Imam A, Stathopoulos E, Holland S L, Epstein A L, Taylor C R
Department of Pathology, University of Southern California School of Medicine, Los Angeles 90033.
Cancer Res. 1990 Mar 1;50(5):1650-7.
An antigen specifically expressed on the surface of plasma membrane of B-lymphocytes and Reed-Sternberg cells was identified using a newly developed monoclonal antibody produced by immunization by BALB/c mouse with a Hodgkin's cell line (HDLM-3). The antibody was termed anti-BLA.36 (B lymphocyte antigen.36) to indicate its predominant reactivity and the molecular weight of the corresponding antigen. By using immunoperoxidase techniques, expression of BLA.36 was detected on Hodgkin's, B-, and pre-B-cell lines, but not on other hematopoietic, melanoma, or carcinoma cell lines. In normal tissues, BLA.36 was detectable predominantly on cells in the germinal center and mantle zone of reactive follicles in lymph nodes and spleen. In hematopoietic malignancy, BLA.36 was detectable on the surface of Reed-Sternberg cells, mononuclear Hodgkin's cells, and also on malignant cells of B-cell lineage. Under these conditions, T-lymphocytes, histiocytes, granulocytes, macrophages, stromal cells in lymphoid tissue, and both normal and neoplastic epithelial cells were consistently negative for the expression of the antigen, with the single exception of a variable proportion of Kupffer cells in normal liver. Biochemical and immunological analyses indicate that BLA.36 is distinct from previously identified antigens of hematopoietic cell lineage, including CD20 and CD75 (LN2) which have similar molecular weights. When BLA.36-positive cell lines were cultured in the presence of the antibody, cell growth was adversely affected. Such an effect was eliminated by removal of the antibody from the culture, suggesting a possible growth-related function of the antigen. Anti-BLA.36 may serve as a probe to study growth-related functions of the corresponding antigen during normal growth of the B-lymphocyte, as well as in the neoplastic proliferations occurring in Hodgkin's disease and antigen-positive B-cell lymphomas. Finally, the antibody has already demonstrated its usefulness for the identification of Reed-Sternberg and Hodgkin's cells, and also normal and malignant B-lymphocytes in frozen as well as formalin- or B5-fixed/paraffin-embedded tissue sections.

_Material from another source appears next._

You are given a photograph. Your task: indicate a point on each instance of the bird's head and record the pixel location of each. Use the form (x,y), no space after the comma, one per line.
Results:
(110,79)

利用一种新开发的单克隆抗体鉴定出一种在B淋巴细胞和里德-斯腾伯格细胞的质膜表面特异性表达的抗原。该单克隆抗体是通过用霍奇金细胞系(HDLM-3)免疫BALB/c小鼠产生的。该抗体被命名为抗BLA.36(B淋巴细胞抗原36),以表明其主要反应性及相应抗原的分子量。通过免疫过氧化物酶技术检测到,BLA.36在霍奇金细胞系、B细胞系和前B细胞系中表达,但在其他造血细胞系、黑色素瘤细胞系或癌细胞系中不表达。在正常组织中,BLA.36主要在淋巴结和脾脏中反应性滤泡的生发中心和套区的细胞上可检测到。在造血系统恶性肿瘤中,里德-斯腾伯格细胞、单核霍奇金细胞以及B细胞系恶性细胞的表面均可检测到BLA.36。在这些情况下,T淋巴细胞、组织细胞、粒细胞、巨噬细胞、淋巴组织中的基质细胞以及正常和肿瘤上皮细胞对抗原表达始终呈阴性,正常肝脏中可变比例的库普弗细胞是唯一的例外。生化和免疫分析表明,BLA.36与先前鉴定的造血细胞系抗原不同,包括分子量相似的CD20和CD75(LN2)。当BLA.36阳性细胞系在抗体存在的情况下培养时,细胞生长受到不利影响。通过从培养物中去除抗体可消除这种影响,这表明该抗原可能具有与生长相关的功能。抗BLA.36可作为一种探针,用于研究B淋巴细胞正常生长过程中以及霍奇金病和抗原阳性B细胞淋巴瘤中发生的肿瘤增殖过程中相应抗原与生长相关的功能。最后,该抗体已证明其在鉴定里德-斯腾伯格细胞和霍奇金细胞以及冷冻以及福尔马林或B5固定/石蜡包埋组织切片中的正常和恶性B淋巴细胞方面的有用性。